„Ehe und Familie stehen unter dem besonderen Schutz der staatlichen Ordnung.“ Das sagt Artikel 6 Absatz 1 des deutschen Grundgesetzes, und die laufende Diskussion um die Homo-Ehe mit allen Rechten und Pflichten hat gezeigt: Dieser Artikel bietet Raum für Interpretationen, weil nicht klar definiert ist, was denn der Begriff „Ehe“ im Kern ausmacht.
Vor allem Konservative meinen, dieses Vakuum kompetent ausfüllen zu können, denn für sie ist klar: Hier geht es um Ehe und Familie, und diese beiden Institutionen bestehen nun mal aus heterosexuellen Menschen.
Was ist die „Ehe“ denn im Kern?
Das hat auch das Bundesverfassungsgericht (BVerfG) selbst einmal festgestellt, allerdings im längst vergangenen Jahr 1959: „(…) Ehe ist auch für das Grundgesetz die Vereinigung eines Mannes und einer Frau zur grundsätzlich unauflöslichen Lebensgemeinschaft. Dieser Ordnungskern der Institute ist für das allgemeine Rechtsgefühl und Rechtsbewusstsein unantastbar!“ Genau das stimmt nun nicht mehr, das Karlsruher BVerfG – so könnte man es formulieren – betrachtet die Bestandteile einer Ehe inzwischen gewissermaßen „neutral“. Zeiten ändern sich eben, was sich auch in Veränderungen in der Gesetzgebung niederschlägt und niederschlagen muss (in jenem Jahr 1959 war im „Bürgerlichen Gesetzbuch“ übrigens festgeschrieben, dass nur die Väter die letztendliche Entscheidungskompetenz bei Angelegenheiten haben, die ihre Kinder betreffen). Und damit ist es zum Schreck der konservativen Kräfte in diesem Land sehr wahrscheinlich, dass das BVerfG demnächst auch den Weg für ein Adoptionsrecht für homosexuelle Frauen und Männer freimachen wird. Daran knabbern schon jetzt ewiggestrige Politikerinnen und Politiker, und als ob die Diskussion über ein Adoptionsrecht für Schwule und Lesben nicht schon genug Zumutungen für sie darstellt, werden zunehmend auch Debatten darüber geführt, welche Rolle denn Transsexuelle da einnehmen (müssen).

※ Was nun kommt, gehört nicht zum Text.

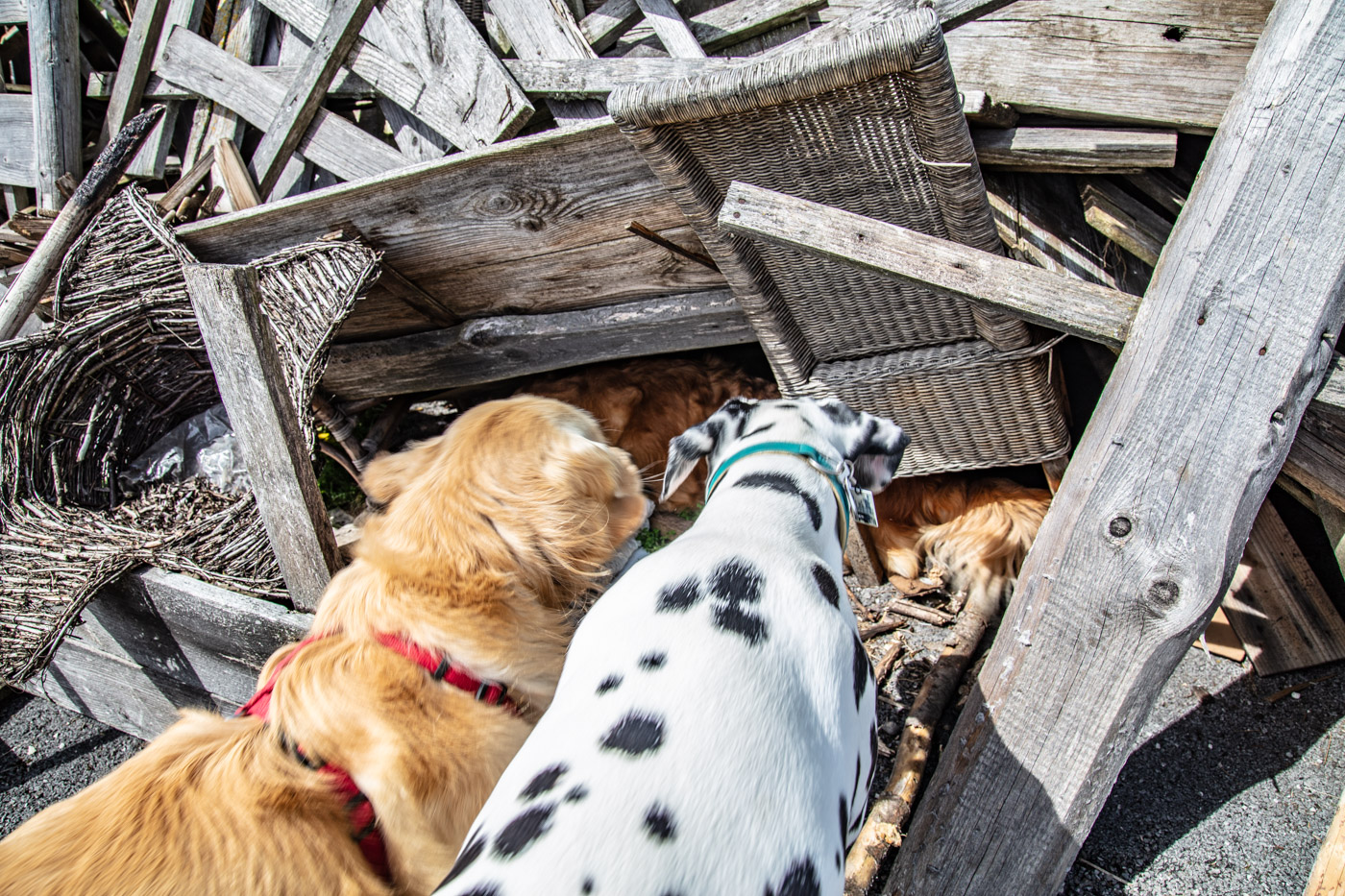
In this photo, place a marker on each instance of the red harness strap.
(360, 811)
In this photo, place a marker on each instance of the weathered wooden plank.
(54, 63)
(1127, 222)
(17, 161)
(242, 355)
(495, 349)
(1071, 150)
(1186, 442)
(136, 58)
(154, 642)
(306, 91)
(942, 265)
(547, 30)
(672, 29)
(1041, 220)
(331, 141)
(441, 104)
(1113, 61)
(533, 225)
(1282, 614)
(436, 37)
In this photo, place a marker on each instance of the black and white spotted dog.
(713, 729)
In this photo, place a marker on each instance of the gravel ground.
(1228, 791)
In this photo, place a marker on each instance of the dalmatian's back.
(713, 729)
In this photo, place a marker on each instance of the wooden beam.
(306, 91)
(537, 225)
(17, 161)
(87, 201)
(242, 355)
(448, 105)
(494, 349)
(1125, 221)
(944, 267)
(54, 64)
(672, 29)
(1073, 150)
(1112, 60)
(1160, 496)
(331, 141)
(1281, 613)
(547, 30)
(154, 642)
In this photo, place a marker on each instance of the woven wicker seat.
(871, 124)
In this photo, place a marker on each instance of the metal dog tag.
(863, 502)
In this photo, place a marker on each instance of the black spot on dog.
(544, 781)
(524, 831)
(635, 734)
(470, 853)
(800, 880)
(787, 486)
(679, 596)
(658, 821)
(750, 626)
(863, 670)
(826, 584)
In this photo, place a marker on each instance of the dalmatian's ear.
(877, 451)
(699, 440)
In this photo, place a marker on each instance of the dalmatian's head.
(871, 444)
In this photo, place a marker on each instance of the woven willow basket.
(871, 124)
(121, 365)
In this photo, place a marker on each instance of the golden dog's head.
(521, 487)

„Alle Menschen sind gleich!“ Das gilt auch für Trans- und Intersexuelle!
Die mehrfache Aufforderung der Karlsruher Richter an die Adresse der unionsgeführten Bundesregierung, wonach alle (!) Diskriminierungen in den Gesetzestexten zu beseitigen sind, lässt nun auch die Transen hoffen. Doch damit nicht genug: Wie etwa soll der Gesetzgeber mit Menschen umgehen, die verheiratet sind, während der Ehe ihr Geschlecht ändern, sich aber nicht scheiden lassen wollen? Anders formuliert: Kann ein Mann, der während der Ehe zur Frau geworden ist, als Frau rechtlich anerkannt werden, obwohl er/sie doch mit einer Frau verheiratet ist? CDU/CSU/FDP wollten diese Möglichkeit verhindern, doch auch hier nahmen die Verfassungsrichter eine andere Position ein: Der Artikel 6 des Grundgesetzes stellt für sie auch Transsexuelle unter den „besonderen Schutz“. Soweit so gut. Bleibt bei alledem aber auch noch eine andere wichtige Frage offen: Bedeutet dieser „besondere Schutz“ auch, dass Menschen gleichen Geschlechts, die in einer Ehe/Lebenspartnerschaft leben, mehr steuerliche Vergünstigungen bekommen müssen als bisher? Und wie soll der Gesetzgeber mit einer weiteren Gruppe umgehen, den intersexuellen Menschen? Erste Forderungen in der Politik werden laut, bei Menschen, die weder Mann noch Frau sind beziehungsweise sein wollen, das Geschlecht „Anderes“ einzuführen, was die zu Beginn dieses Textes bereits erwähnten Konservativen nun vollends in die Verzweiflung treibt. Wie dem auch sei – es gibt noch vieles zu klären, weil der Artikel 3 des deutschen Grundgesetzes und die Menschenrechtserklärung eben von Menschen spricht. Alle Menschen also sind gleich, und kein Heterosexueller und keine Frau ist also gleicher als ein Homosexueller oder ein Mann. Daraus folgt: Bei den Richterinnen und Richtern des BVerfG wird in den nächsten Monaten und Jahren sicher keine Langeweile aufkommen. Und das ist auch gut so.